Several limitations are noted that have direct implications for future research. First, electronic monitors cannot confirm ingestion of the medication and thus data are considered a proxy. In addition, patients could also remove more than one multivitamin dose for later ingestion when the bottle was opened, yielding an underestimation of adherence. Electronic monitoring data was also missing for several participants at the one and six-month follow-up visits due to loss or discontinued use of the electronic monitors.

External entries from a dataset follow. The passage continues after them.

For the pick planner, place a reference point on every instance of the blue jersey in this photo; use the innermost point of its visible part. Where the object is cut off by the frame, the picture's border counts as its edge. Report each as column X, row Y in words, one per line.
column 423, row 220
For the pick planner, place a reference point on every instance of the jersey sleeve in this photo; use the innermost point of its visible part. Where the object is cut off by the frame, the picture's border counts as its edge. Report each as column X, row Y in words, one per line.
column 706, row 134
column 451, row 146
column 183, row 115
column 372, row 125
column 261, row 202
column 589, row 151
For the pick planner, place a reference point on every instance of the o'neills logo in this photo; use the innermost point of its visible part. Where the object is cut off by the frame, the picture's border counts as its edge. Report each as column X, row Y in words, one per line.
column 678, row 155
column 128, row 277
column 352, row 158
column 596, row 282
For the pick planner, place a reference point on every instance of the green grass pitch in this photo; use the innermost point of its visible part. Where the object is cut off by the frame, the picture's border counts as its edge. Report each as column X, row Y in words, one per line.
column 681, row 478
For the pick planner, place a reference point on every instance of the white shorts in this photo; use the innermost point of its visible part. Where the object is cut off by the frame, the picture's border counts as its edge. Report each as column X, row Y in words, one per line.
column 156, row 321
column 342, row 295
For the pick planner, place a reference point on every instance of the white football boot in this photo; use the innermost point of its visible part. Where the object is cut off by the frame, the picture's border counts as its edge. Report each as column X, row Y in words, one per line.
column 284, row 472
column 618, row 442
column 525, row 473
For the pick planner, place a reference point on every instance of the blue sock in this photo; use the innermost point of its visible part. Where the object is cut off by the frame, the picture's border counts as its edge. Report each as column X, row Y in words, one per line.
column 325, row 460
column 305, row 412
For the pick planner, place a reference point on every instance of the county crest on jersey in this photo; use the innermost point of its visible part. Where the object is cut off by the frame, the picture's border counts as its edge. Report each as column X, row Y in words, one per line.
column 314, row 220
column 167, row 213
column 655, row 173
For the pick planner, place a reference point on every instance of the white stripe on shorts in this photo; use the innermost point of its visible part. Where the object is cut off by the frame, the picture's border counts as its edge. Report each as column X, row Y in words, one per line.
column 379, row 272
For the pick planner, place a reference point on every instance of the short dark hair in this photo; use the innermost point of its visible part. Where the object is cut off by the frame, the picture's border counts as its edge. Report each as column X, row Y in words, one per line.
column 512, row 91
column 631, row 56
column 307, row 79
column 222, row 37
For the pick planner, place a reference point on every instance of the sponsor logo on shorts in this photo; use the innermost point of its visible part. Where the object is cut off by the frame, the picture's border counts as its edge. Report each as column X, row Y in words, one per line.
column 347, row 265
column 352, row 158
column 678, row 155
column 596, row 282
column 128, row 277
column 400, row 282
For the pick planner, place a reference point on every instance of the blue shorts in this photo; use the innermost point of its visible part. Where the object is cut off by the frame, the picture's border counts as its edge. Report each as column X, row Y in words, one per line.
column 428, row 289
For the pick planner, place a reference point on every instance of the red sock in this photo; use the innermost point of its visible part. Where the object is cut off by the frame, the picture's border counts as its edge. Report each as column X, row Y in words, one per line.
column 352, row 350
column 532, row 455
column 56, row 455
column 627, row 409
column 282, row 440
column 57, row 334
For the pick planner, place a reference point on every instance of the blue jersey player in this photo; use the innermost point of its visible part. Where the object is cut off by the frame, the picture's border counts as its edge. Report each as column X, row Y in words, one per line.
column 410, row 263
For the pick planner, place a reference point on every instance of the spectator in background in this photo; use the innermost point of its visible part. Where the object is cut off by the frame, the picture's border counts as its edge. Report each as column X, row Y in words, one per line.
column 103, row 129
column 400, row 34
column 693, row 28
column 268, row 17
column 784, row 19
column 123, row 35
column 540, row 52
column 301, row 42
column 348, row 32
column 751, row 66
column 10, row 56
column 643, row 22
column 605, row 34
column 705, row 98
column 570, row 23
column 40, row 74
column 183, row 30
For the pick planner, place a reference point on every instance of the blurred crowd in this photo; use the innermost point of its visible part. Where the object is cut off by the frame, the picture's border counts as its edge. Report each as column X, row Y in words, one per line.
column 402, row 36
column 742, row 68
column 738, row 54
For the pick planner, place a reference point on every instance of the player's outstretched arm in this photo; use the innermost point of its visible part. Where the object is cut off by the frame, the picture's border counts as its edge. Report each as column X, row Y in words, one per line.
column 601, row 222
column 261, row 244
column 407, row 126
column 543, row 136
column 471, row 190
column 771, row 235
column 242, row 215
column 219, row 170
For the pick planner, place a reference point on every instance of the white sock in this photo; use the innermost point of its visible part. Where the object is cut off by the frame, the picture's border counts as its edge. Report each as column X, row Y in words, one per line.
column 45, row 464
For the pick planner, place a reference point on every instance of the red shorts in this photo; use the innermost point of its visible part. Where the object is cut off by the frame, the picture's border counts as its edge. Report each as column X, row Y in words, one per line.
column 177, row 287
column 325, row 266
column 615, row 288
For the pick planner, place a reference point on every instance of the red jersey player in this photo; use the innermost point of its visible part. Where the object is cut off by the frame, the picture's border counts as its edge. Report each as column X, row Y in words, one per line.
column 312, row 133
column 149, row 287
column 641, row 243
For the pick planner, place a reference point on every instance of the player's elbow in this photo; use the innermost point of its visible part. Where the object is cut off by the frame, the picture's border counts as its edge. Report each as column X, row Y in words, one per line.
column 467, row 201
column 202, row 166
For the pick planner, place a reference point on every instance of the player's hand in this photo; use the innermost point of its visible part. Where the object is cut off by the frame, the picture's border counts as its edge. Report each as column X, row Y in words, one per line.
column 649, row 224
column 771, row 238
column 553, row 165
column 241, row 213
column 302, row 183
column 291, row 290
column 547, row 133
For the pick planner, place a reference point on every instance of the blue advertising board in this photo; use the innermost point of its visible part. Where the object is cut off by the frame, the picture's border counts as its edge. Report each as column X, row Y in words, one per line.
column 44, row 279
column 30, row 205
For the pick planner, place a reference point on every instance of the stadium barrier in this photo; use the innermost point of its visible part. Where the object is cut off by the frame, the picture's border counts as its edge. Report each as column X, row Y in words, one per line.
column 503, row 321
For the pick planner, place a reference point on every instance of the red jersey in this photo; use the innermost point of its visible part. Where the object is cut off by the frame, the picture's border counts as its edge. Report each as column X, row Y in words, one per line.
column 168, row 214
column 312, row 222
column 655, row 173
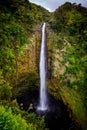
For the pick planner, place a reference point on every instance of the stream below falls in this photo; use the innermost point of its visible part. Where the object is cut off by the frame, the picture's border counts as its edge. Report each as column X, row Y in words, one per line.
column 57, row 118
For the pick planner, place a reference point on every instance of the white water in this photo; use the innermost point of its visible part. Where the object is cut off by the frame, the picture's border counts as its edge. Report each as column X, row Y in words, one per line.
column 43, row 106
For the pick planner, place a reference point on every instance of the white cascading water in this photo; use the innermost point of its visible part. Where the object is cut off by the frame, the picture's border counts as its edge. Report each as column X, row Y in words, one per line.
column 43, row 106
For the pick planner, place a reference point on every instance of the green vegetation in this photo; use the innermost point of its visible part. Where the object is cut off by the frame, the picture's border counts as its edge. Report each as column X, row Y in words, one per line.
column 20, row 34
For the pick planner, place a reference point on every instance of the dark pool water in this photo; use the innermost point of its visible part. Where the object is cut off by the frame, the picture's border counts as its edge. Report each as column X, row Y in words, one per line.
column 56, row 118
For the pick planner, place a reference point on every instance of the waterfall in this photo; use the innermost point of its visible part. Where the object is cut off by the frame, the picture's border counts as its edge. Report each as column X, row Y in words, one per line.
column 43, row 105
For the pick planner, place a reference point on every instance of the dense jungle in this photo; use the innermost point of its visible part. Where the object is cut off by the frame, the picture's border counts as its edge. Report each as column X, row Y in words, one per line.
column 66, row 77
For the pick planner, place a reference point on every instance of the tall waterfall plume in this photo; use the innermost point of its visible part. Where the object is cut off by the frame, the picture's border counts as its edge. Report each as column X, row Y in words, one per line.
column 43, row 104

This is unfortunately an inherent issue and limitation of electronic monitoring of adherence and may be most salient for adolescent populations. Second, it is plausible that adherence behaviors may have been influenced by the monitoring itself (i.e., reactivity). However, adherence research has demonstrated that reactivity is negligent or short-lived with adherence behaviors returning to baseline shortly after monitoring is initiated (38
). Third, we utilized one ad-hoc question representing adherence in the past week instead of a well-validated self-report adherence questionnaire. While this approach is necessarily limited in scope, it does represent how clinicians ask about adherence in clinical practice. As such, our approach may be more generalizable. Fourth, our sample primarily included Caucasian females and thus results may not be generalizable. Finally, the long-term consequences of non-adherence to multivitamin therapy in adolescents who have undergone bariatric surgery remain unknown. Future studies are critically needed and ongoing within the Teen-LABS consortium, which will begin to establish vitamin and mineral requirements following various surgical procedures to inform best practice techniques to encourage optimal adherence.
The current study is the first to examine multivitamin adherence, using an empirically-supported objective measure, over a six-month period in adolescents who have undergone bariatric surgery. These high rates of non-adherence to multivitamin therapy should be taken into account when devising treatment and family education pathways for adolescents considering weight loss surgery.